If/when time comes to actually upgrade, you should be able to do so (or install from scratch) using the license you acquired in step 2.

I just run win7 in a VM on Linux.
I thought Nadella would bring an ending to such hamfisted, Ballmeresque/Gatesian approaches what with him supporting such open projects lately. This is sad.
I don't think this debacle can be blamed on Ballmer, and certainly not on Gates.

In fact, I have to wonder if the reason why Ballmer was finally handed his walking papers by the board was that he was unwilling to greenlight these frog-marched upgrades to Windows 10.

Somebody very powerful at Microsoft, or perhaps elsewhere, wants everybody to accept this free update way, way too badly, and it's not clear why.

They're getting their asses handed to them by malware. They have a huge attack surface of users on various versions of Windows. Forced upgrades reduces that attack surface of older versions of Windows.
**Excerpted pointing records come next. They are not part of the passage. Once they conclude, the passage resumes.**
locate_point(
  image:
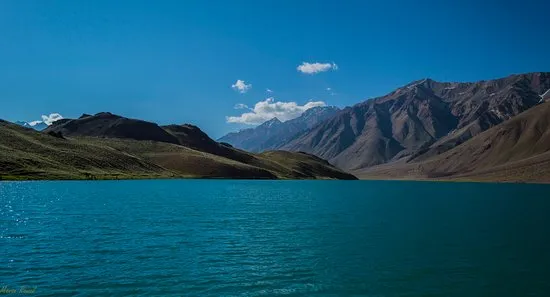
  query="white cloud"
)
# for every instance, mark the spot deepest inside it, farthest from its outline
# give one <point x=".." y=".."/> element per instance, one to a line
<point x="313" y="68"/>
<point x="269" y="108"/>
<point x="34" y="123"/>
<point x="49" y="119"/>
<point x="241" y="86"/>
<point x="241" y="106"/>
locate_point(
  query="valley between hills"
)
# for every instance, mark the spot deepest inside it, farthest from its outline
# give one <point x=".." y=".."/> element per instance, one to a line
<point x="494" y="130"/>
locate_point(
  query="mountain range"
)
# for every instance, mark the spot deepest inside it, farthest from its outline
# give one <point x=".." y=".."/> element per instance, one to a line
<point x="495" y="130"/>
<point x="108" y="146"/>
<point x="273" y="133"/>
<point x="419" y="122"/>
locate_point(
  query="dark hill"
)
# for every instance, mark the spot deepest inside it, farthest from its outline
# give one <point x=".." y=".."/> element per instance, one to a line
<point x="94" y="150"/>
<point x="108" y="125"/>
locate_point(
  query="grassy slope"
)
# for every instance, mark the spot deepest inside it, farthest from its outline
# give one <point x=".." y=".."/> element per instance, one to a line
<point x="26" y="154"/>
<point x="516" y="150"/>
That's all I can think of. In open source software where this is more transparent, computer security is hard. Backporting fixes is harder, and expensive, and has its own risks. Microsoft can't be immune to the same problem.
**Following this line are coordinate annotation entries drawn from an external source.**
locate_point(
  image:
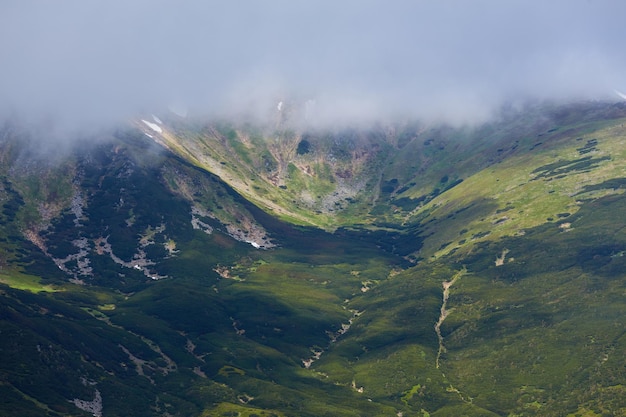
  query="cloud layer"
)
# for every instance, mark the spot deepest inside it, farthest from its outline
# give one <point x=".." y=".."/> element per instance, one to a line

I don't believe a single second that Microsoft is adopting this hard line for security considerations. They want to monetize their users. They want them to watch their in-OS ads, they want to accumulate data on people, they want them to go to bing for search, etc.
Exactly. If Microsoft cared about user security, they've had the last three decades to do something about it. This is all about monetization and tracking.
I think the most important one here is the Windows Store.
I forgot it and completely agree, they want a cut of anything installed on the machine. And following this logic I wouldn't be surprised if they would make it increasingly difficult to install any non store app. Requiring them to be signed first, then signed by them against a fee, then simply not allowed like iOS does.

Which is why not having the option to turn down upgrade after having been upgraded to windows 10 is problematic.

It's mostly about Windows Phone, which needs apps, which means the store needs users. If it gets users then people will bother to develop cross phone/desktop apps. Of course no one uses the store still, even as Microsoft tries to force/trick you into logging in with a Microsoft ID.
They can address security issues (as they always have) without forcing an OS upgrade.

The low-level 'attack surface' is mostly unchanged. Windows 10 is not a total rewrite of Windows Vista/7/8, or anything close to it. As proof of this assertion, you'll note that most security patches that apply to Windows 10 will correspond to equivalent patches for earlier versions.

Yea, WinSE does cost money too and I think I saw a mention that it is considered a cost center.
Bill is back, and he is a major force behind Nadella, Nadella is just a marionette. Yes, Microsoft used to be a better citizen when Ballmer was in charge.